- Born: 1954 (age 70–71) Grafton, New South Wales, Australia
- Occupation: Businessman

= David Marchant (businessman) =

Australian businessman

David Marchant AM (born November 1954) is an Australian railway executive and businessman.

==Biography==
David Marchant was born on November 1954 in Grafton, New South Wales, Australia. His early career included a period as an adviser to Premier of New South Wales Neville Wran. He became the Deputy Director General for the New South Wales Department of Community Services in 1989, and Group General Manager for Sydney Water in 1993. During this time, he worked as the Managing Director for Australian Water Technologies.

Marchant served as the inaugural Chief Executive Officer (CEO) of the Australian Rail Track Corporation from March 1998 until February 2011.

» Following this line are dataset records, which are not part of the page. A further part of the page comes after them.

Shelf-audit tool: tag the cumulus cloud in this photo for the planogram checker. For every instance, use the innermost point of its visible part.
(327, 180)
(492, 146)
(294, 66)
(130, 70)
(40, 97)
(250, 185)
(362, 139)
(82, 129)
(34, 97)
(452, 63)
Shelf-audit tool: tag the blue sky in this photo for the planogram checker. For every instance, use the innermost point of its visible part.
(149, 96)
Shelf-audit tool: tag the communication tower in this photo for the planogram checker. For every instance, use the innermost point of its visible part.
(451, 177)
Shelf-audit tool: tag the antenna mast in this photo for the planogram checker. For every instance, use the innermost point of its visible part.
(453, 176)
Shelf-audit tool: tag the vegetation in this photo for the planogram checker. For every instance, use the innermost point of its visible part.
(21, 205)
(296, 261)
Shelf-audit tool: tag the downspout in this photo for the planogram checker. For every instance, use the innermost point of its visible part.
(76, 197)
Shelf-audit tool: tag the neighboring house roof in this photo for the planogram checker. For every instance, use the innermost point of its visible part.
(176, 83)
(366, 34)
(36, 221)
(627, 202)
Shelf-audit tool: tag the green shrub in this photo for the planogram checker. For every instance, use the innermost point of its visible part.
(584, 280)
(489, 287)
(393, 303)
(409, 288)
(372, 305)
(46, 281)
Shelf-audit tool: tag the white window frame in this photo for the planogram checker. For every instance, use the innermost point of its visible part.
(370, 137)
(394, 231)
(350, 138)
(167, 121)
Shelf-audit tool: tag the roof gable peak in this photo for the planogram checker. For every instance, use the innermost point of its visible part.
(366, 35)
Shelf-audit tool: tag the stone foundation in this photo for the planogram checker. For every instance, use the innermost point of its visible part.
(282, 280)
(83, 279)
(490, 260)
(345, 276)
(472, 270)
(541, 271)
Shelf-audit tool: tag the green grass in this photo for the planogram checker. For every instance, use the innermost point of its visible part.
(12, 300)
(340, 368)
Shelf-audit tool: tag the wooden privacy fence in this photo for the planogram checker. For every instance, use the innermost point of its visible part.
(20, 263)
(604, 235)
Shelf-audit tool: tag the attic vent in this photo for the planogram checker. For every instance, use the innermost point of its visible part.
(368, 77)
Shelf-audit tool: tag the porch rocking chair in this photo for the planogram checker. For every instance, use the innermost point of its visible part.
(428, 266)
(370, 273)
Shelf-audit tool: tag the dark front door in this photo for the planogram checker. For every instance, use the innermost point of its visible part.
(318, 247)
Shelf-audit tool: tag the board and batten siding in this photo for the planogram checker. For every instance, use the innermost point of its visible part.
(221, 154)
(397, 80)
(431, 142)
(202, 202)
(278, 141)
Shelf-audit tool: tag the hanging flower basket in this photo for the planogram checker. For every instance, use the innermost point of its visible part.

Marchant was appointed as Managing Director of Lendlease Infrastructure Services and the Managing Director of Lendlease Engineering in 2013, integrating the Abigroup and Baulderstone businesses. In July 2014, he was appointed to the board of Airservices Australia.

Marchant became a Member of the Order of Australia in the 2013 Australia Day Honours list for significant service to the rail industry through national structural reform and infrastructure upgrades.

As of October 2023, Marchant was on the boards of the Port Authority of New South Wales and Queensland Rail.